What is one of your favorite places in the museum besides Archive and Collections?

The café! There are always interesting folks and things going on in there. It’s where we end up doing our pop up crafts time to time, and it’s a great place to hang out.

Earlier this year you presented at the Bold Women, Change History symposium at History Colorado museum. Can you talk about that?

It was attended by a really diverse set of presenters, with people ranging from professional writers and historians to graduate students presenting at their first conference, on subjects as diverse as women’stravel clubs in the 1920s to a comprehensive history of access to birth control in America. The Archives and Collections team all went and we presented on themes from our collection on women’s history. It was fascinating – we learned so much and got great feedback on our presentations as well.

My presentation was about one of our larger object collections: the artwork and ephemera of local textile artist, Dorothy Udall. Her story is an inspiring demonstration of how object collections can be used to access histories that are underrepresented in our community’s written historical records.

Dorothy Udall in her printing studio.

I have to ask: do you believe bold women can change history?

Certainly, but I’d like to answer with a yes and no. The reason I say that is some of my favorite research and collections discoveries uncover people who were quiet and lived their lives in the way that were important to them. They didn’t make a huge splash, but they certainly made contributions.

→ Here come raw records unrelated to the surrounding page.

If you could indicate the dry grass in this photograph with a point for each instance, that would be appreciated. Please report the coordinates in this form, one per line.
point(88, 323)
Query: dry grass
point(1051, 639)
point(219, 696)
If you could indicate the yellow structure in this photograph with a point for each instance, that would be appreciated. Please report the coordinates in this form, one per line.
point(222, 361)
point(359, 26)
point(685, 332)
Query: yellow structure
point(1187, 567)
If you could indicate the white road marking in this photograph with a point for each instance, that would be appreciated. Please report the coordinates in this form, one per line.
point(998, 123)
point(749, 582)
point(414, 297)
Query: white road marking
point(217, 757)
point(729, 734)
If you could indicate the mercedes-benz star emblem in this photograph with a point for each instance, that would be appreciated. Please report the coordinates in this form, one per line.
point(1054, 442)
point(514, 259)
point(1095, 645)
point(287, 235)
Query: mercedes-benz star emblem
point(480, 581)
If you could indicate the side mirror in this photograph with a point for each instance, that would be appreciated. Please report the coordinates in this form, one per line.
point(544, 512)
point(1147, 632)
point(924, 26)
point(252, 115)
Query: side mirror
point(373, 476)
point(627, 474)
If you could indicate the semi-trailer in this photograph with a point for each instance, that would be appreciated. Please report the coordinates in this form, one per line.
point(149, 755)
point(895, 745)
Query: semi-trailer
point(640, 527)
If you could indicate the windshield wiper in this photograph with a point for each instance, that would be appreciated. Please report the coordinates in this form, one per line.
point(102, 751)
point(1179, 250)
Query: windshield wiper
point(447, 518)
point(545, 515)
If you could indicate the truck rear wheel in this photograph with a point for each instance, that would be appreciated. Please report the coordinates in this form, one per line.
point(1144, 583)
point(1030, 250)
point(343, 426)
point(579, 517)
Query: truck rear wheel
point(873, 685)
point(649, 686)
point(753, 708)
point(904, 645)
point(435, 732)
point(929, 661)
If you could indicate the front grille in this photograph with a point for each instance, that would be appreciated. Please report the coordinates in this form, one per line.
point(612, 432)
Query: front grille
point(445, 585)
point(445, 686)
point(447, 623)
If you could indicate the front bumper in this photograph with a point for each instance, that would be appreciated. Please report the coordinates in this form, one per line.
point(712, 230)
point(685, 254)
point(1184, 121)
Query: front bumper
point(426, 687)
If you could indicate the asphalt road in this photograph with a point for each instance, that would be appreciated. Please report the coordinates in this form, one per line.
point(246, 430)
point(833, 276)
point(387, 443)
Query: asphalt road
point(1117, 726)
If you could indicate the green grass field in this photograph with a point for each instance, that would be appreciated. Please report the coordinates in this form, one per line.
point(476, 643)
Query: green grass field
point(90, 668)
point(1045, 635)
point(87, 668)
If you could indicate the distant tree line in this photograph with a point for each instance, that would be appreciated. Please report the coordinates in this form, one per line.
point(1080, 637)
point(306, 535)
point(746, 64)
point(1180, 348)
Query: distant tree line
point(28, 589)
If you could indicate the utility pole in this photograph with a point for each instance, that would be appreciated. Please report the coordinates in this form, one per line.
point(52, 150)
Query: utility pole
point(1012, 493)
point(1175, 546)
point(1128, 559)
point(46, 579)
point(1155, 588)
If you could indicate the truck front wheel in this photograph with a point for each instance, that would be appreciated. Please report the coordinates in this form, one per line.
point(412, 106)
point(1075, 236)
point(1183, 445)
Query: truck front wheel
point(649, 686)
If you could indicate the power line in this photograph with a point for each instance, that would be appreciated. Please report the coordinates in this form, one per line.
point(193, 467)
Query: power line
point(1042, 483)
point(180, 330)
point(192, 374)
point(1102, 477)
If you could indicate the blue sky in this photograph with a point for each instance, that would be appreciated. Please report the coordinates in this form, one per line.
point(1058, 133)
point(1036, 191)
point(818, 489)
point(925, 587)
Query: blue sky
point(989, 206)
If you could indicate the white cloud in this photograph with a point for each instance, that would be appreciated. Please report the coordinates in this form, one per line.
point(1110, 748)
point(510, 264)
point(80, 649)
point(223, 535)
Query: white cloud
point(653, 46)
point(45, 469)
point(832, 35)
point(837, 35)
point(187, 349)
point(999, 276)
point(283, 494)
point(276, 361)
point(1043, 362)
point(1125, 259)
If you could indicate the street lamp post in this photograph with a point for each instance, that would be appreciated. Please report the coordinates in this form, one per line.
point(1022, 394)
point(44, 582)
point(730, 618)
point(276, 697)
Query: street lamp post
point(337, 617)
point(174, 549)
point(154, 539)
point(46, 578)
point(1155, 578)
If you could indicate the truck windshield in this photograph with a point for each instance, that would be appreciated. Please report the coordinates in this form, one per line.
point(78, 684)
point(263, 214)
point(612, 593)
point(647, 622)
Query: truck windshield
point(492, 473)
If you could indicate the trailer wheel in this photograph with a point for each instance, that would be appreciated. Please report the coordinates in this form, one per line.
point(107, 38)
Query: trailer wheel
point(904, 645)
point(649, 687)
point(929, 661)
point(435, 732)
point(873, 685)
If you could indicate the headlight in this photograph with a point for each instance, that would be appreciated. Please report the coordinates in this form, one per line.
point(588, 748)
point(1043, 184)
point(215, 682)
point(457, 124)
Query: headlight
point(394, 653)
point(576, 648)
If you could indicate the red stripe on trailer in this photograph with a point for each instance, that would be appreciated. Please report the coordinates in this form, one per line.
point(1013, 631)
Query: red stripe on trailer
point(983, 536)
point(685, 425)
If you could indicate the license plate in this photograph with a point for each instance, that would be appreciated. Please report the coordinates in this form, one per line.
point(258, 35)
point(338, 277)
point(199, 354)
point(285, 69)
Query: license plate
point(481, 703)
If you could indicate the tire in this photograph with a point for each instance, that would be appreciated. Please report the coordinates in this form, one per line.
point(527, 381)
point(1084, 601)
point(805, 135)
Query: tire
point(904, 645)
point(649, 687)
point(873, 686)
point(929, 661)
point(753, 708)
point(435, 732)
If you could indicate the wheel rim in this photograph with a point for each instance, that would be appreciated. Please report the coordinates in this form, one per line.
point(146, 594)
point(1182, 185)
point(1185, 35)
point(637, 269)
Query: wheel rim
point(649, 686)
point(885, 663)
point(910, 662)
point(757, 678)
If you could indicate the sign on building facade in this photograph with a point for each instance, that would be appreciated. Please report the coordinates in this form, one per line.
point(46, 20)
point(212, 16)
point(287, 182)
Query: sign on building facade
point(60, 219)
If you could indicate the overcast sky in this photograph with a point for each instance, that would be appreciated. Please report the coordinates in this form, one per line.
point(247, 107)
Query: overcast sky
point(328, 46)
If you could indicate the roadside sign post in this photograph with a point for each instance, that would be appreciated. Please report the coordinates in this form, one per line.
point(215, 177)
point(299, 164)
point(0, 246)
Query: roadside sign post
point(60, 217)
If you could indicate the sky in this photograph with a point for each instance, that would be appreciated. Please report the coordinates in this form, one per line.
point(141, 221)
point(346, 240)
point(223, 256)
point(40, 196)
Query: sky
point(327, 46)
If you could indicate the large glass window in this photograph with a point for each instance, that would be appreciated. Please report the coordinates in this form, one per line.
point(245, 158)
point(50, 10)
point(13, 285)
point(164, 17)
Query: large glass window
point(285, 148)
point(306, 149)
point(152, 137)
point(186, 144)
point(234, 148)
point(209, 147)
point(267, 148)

What else has Archive and Collections done in the past year that you are proud of?

We love being involved with schools in our area, and we were excited to host classes from Compass Charter School while working on History Day entries in Collections. We also hosted a visit with Roots and Wings Preschool students with activities about collections and curation. We visited the resulting Shell Museum they created in their classroom. It was so lovely.

We’ve also recently received a $5,000 grant from the International Questers to support the conservation of a Northern Arapahoe-painted bison hide recently donated to the Object Collections. This is really special to all of our communities.

And in our continued work to spotlight community members, we create a video about Betty Herrmann, a major donor and volunteer to the Fort Collins Museum of Discovery Object Collections and elsewhere in the museum since the 1980s.


We also work to participate in the Día de Muertos Celebration. In keeping with the spirit of the Celebration, I created an altar honoring my father.

Please look for the next Día de Muertos Celebrating in the fall!

Finally, how can the community get involved in the collections?

Visit our galleries to view the many collections objects that make up our exhibits. You can always contact me to arrange a visit to Collections or to do research on a particular object or theme. It’s free.

As always, take a look through our online database of over 38,000 objects, available at https://history.fcgov.com/.

And you can always volunteer to help process donated objects and add them to our historic collections.